Sejak itu muncul pemandangan ganjil di segenap wajah bumi. Orang-orang berlomba membuat rumah di dataran-dataran tertinggi. Tak puas hanya di lereng dan kaki gunung, mereka berlomba ke puncak gunung. Di sanalah waktu bergerak semakin melambat hingga usia seakan tertahan oleh wujud yang tak tampak. Maka berdirilah bangunan-bangunan baru, rumah-rumah besar yang memadati setiap jengkal pegunungan tertinggi di muka bumi.

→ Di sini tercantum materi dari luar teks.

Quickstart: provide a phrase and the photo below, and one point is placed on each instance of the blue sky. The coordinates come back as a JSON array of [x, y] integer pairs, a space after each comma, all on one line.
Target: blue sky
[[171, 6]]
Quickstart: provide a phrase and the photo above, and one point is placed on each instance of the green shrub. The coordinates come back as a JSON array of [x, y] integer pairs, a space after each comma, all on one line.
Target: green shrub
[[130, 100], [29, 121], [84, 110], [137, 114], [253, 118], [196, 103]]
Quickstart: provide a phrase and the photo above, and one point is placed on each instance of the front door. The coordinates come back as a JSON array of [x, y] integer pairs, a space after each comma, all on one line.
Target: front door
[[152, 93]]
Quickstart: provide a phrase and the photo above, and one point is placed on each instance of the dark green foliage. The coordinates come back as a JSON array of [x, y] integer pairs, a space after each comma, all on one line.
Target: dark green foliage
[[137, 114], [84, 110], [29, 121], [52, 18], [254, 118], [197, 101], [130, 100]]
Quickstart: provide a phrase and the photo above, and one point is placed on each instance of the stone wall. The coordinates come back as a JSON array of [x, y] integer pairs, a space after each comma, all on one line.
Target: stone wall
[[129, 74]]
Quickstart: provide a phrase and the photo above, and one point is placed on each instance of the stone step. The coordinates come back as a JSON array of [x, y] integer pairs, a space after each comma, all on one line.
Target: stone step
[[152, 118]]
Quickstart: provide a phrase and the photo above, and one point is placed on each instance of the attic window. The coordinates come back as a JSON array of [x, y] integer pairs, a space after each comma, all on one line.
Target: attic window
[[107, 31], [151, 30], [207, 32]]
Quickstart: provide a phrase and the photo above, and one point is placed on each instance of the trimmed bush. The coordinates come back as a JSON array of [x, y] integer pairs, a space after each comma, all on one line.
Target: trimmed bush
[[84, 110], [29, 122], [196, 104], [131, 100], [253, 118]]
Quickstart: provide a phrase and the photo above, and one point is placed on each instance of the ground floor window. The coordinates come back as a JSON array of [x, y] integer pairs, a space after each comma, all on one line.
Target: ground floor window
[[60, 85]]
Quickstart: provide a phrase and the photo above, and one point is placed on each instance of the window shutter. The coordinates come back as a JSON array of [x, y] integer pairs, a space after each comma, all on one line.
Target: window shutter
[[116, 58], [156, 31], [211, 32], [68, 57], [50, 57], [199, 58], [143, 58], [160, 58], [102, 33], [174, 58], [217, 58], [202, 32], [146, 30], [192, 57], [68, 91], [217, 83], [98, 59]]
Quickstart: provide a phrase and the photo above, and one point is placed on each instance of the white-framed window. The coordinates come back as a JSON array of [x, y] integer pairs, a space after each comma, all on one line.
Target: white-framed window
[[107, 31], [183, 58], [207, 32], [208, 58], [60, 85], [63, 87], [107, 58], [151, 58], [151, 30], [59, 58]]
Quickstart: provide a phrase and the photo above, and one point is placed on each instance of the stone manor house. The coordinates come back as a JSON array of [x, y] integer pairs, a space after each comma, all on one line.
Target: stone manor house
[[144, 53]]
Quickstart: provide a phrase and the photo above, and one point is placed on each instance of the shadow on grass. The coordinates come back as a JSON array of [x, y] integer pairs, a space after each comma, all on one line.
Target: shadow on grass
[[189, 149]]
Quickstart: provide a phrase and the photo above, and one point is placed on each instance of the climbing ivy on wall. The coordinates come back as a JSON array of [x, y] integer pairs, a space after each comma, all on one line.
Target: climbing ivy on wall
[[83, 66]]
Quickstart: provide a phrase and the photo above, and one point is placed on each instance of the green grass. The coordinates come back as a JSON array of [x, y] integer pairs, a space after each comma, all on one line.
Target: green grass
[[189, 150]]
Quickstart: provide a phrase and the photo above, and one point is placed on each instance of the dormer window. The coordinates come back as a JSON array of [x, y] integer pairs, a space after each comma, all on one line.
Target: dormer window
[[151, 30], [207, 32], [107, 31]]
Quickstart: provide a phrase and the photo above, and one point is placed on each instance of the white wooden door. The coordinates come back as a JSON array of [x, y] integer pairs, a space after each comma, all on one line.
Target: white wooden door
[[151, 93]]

Semakin mereka merasakan waktu yang melambat, semakin penting arti ketinggian bagi mereka. Lalu dibangunlah rumah-rumah baru yang menjulang melebihi puncak, ditopang kayu-kayu penyangga dan beton-beton raksasa. Dari kejauhan tampak laksana bangau-bangau gemuk yang berdiri di atas kaki-kaki kurusnya.
Einstein menyatakan bahwa waktu memang bergerak melambat, pada partikel yang bergerak mendekati laju cahaya, 300.000 km/detik di ruang hampa. Para astronot yang menikmati alam raya melalui jendela pesawat luar angkasa yang bergerak dengan kelajuan macam itu, terberkahi oleh umur yang beranjak lebih pelan dibanding penduduk bumi. Saat pulang, setelah bertahun-tahun mengarungi jagad raya, jauh dari pusat bumi, wajah-wajah mereka tampak awet muda.
Sejak itu penyelidikan tentang waktu mewabah, hingga sampailah pada kesimpulan sekelompok ilmuwan terkemuka dari negeri paling maju sekaligus paling jumawa, bahwa waktu (terlepas dari hubungan disliniernya dengan laju benda) ternyata bergerak lebih lambat di sudut-sudut terjauh dari pusat bumi.
“Misteri waktu semakin terkuak tabirnya. Manusia bisa menjaga kemudaannya. Kita bisa bertahan hidup lebih lama. Ini sungguh revolusioner!” demikian pengakuan Akademi Sains Swedia saat penganugerahan nobel fisika.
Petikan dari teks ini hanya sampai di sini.